Depuis 1991, l’association Les Musiques de la Boulangère a mis en place à la maison centrale de Saint-Maur, près de Châteauroux, une structure culturelle au sein de laquelle a été créé un pôle de traitement, de duplication et de numérisation de fonds sonores.
Archives magnétiques de France Culture, France Musique, France Inter… une bonne partie du patrimoine radiophonique public y est sauvegardé pour le compte de l’Institut National de l’Audiovisuel. Le recrutement s’effectue au niveau national, donnant la possibilité à des détenus d’autres centrales d’être transférés à Saint-Maur pour intégrer l’atelier.
Les prisonniers, volontaires, signent un contrat de travail et reçoivent une formation. Ils sont rémunérés au SMIC et tournent en alternance sur les différents postes : responsable d’équipe, opérateur de numérisation, contrôleur du travail.

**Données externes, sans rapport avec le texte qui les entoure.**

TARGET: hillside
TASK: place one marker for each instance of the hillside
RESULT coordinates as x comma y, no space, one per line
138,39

Le cadre professionnel, juridiquement hors-norme, n’est qu’une partie de ce dispositif nommé “Le Studio du Temps” : il faut imaginer un espace mixte conçu autour de cet équipement professionnel de numérisation sonore (studios climatisés sur dalles flottantes, double-vitrages), articulé avec des activités culturelles et de création musicale, des formations professionnelles, le tout offrant des débouchés potentiels sur les métiers du son[^metier].
“Ce qui fonctionne en général comme la cause et le signe de la déchéance (la longue peine, confinant à la “perpétuité”, qui exclut l’individu de la société et le marque comme “irrécupérable”) pourrait-il devenir une condition favorable à l’insertion actuelle du détenu dans un système d’échanges, à sa prise en charge d’une fonction correspondant à des besoins collectifs ?”, s’interroge le philosophe Étienne Balibar, témoin des premières années de l’expérience.
Au Studio du Temps, le temps justement – dimension cruciale de la détention – est partagé en plusieurs séquences : temps de travail au poste de numérisation (diversifié selon le principe de la rotation des postes), temps de formation continue et temps de création. Afin de préparer leur sortie, les détenus ont la possibilité de suivre des formations qualifiantes à d’autres métiers du son (son à l’image, sonorisation de spectacles, traitement du son, techniques radio…). Une dizaine de fois par an, ils reçoivent la visite de professionnel·les de la radio, de l’audiovisuel, de la musique, etc. avec qui ils ont l’occasion d’échanger professionnellement, de collaborer parfois directement en atelier de création et de se constituer un réseau. Et, enfin, deux studios de création sonore sont à leur disposition, dans lesquels ils tournent en alternance avec des projets personnels.